Definition of done (a product is "at the finish line" when)

  1. One cycle, one entry. A single run<Product>ImprovementCycle() composes the substrate; the old eval/improvement systems are deleted, not coexisting.
  2. Matrix eval is real. dispatch runs genuine multi-shot persona↔agent flows with real tools — not single-turn projections, not stubbed workers (non-zero token usage is asserted).
  3. The dataset is fed. Every cell captures to LabeledScenarioStore with correct provenance; production failures flow back in as scenarios.
  4. Improvement is code-real. The agentic generator produces worktree changes (prompt/tools/code), measured on holdout — not just addendum-string mutation.
  5. The gate is honest. Composed defaultProductionGate + domain gates + overfit-gap; fails closed; holdout never overlaps train.
  6. Promotion is a PR. openAutoPr opens it; a human approves; nothing auto-deploys.
  7. It's scheduled + triggered. Runs on cadence and/or when the analyst report crosses severity; autonomous between approvals.
  8. Tests + a real proof run. Contract tests assert the wiring; one real end-to-end cycle produces a scorecard and (on a shipping gate) a PR.

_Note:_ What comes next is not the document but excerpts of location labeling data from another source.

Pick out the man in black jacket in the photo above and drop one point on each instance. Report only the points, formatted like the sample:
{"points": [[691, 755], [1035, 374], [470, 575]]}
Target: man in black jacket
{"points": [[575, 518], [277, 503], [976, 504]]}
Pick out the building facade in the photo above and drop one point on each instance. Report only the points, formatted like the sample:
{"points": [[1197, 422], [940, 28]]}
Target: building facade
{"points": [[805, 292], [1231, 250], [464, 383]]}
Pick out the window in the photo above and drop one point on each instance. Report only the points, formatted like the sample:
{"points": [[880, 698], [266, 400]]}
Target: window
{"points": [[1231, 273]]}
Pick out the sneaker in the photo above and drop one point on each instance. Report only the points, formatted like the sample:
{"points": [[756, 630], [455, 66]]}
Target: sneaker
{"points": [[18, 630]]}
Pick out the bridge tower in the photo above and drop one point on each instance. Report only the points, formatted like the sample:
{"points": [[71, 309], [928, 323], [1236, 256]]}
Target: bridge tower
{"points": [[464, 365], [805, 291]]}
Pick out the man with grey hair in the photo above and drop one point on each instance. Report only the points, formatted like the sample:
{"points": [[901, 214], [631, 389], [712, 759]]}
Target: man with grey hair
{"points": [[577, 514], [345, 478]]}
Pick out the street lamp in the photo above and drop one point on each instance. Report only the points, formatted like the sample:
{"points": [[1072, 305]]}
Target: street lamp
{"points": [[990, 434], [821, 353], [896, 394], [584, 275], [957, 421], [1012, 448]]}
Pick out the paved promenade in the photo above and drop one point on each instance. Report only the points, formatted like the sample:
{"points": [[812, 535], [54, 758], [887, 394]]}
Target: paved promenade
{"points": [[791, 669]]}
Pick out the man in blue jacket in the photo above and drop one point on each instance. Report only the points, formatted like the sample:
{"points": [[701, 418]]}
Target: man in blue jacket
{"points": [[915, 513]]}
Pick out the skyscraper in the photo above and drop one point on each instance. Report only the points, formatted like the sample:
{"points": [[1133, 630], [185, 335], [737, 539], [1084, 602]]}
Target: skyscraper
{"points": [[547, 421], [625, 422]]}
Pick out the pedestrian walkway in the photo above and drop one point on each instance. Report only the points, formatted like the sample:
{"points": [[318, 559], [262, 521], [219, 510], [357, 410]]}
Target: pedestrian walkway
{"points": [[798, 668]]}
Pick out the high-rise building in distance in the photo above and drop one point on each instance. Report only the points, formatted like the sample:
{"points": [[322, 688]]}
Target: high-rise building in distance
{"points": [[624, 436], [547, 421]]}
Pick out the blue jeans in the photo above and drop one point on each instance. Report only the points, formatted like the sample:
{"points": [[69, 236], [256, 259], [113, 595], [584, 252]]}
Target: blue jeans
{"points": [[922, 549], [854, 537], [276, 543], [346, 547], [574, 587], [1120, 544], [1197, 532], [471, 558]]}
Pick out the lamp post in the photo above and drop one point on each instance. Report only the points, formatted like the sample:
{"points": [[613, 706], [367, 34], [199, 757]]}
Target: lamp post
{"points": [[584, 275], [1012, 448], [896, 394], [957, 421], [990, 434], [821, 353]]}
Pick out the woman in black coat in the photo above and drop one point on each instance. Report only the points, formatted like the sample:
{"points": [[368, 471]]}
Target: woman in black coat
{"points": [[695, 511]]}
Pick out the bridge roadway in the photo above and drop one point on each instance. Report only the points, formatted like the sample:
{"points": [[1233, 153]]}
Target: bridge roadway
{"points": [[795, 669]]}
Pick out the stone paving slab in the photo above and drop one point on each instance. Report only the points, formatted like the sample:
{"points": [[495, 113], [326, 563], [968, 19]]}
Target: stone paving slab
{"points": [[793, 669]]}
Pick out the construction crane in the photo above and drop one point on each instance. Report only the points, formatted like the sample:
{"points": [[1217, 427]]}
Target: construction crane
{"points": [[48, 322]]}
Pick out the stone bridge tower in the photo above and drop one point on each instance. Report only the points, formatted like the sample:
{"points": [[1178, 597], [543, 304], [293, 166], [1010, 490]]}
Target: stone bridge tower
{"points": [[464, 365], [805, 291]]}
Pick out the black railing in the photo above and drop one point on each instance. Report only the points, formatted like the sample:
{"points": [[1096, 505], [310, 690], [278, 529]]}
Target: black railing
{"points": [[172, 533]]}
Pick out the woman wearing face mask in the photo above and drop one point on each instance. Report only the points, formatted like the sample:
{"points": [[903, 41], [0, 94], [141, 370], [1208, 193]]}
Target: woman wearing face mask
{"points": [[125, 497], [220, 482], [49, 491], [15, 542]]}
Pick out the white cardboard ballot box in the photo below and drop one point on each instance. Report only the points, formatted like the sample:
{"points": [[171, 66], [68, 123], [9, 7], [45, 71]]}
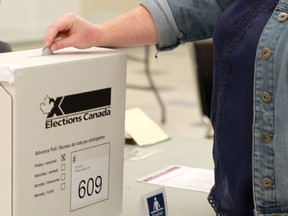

Anything short of this is mid-migration, not done.


gtm-agent — the worked instantiation (first reference build)

Loop step gtm wiring
SAMPLE profile variants of OPERATOR_CEO_SYSTEM_PROMPT + addendum; GTM_LOOP_HOLDOUT_SCENARIOS + eval/business-owner/personas.json; production failures from the trace store
MEASURE dispatch = runMultishot(persona ↔ gtm-agent via runChatThroughRuntime, real tools); judges = the 3-model ensemble (attribution_honesty, proposal_grounding) + canonical 12-dim
ANALYZE trace analysts over the campaign traces → report (supersedes FailureClusterConfig clustering)
IMPROVE improvementDriver + agenticGenerator (claude harness) edits prompt/tools/code in a worktree, fed the report
GATE composeGate(defaultProductionGate, antiFabricationGate, overfitGapGate)
PROMOTE openAutoPr → PR against tangle-network/gtm-agent

Deleted: eval/run-prompt-evolution.ts, eval/analyst-loop.ts, eval/optimization-campaign.ts, scripts/evals/*, the orchestration body of production-loop/index.ts and eval/canonical.ts. Kept: scenarios, personas, judges, tools, deterministic checks, the composeProductionLoopSystemPrompt wiring. Result: one runGtmImprovementCycle(); ~3–4k LOC of scattered orchestration gone, replaced by a substrate composition.

This gtm build is the reference the other six products copy.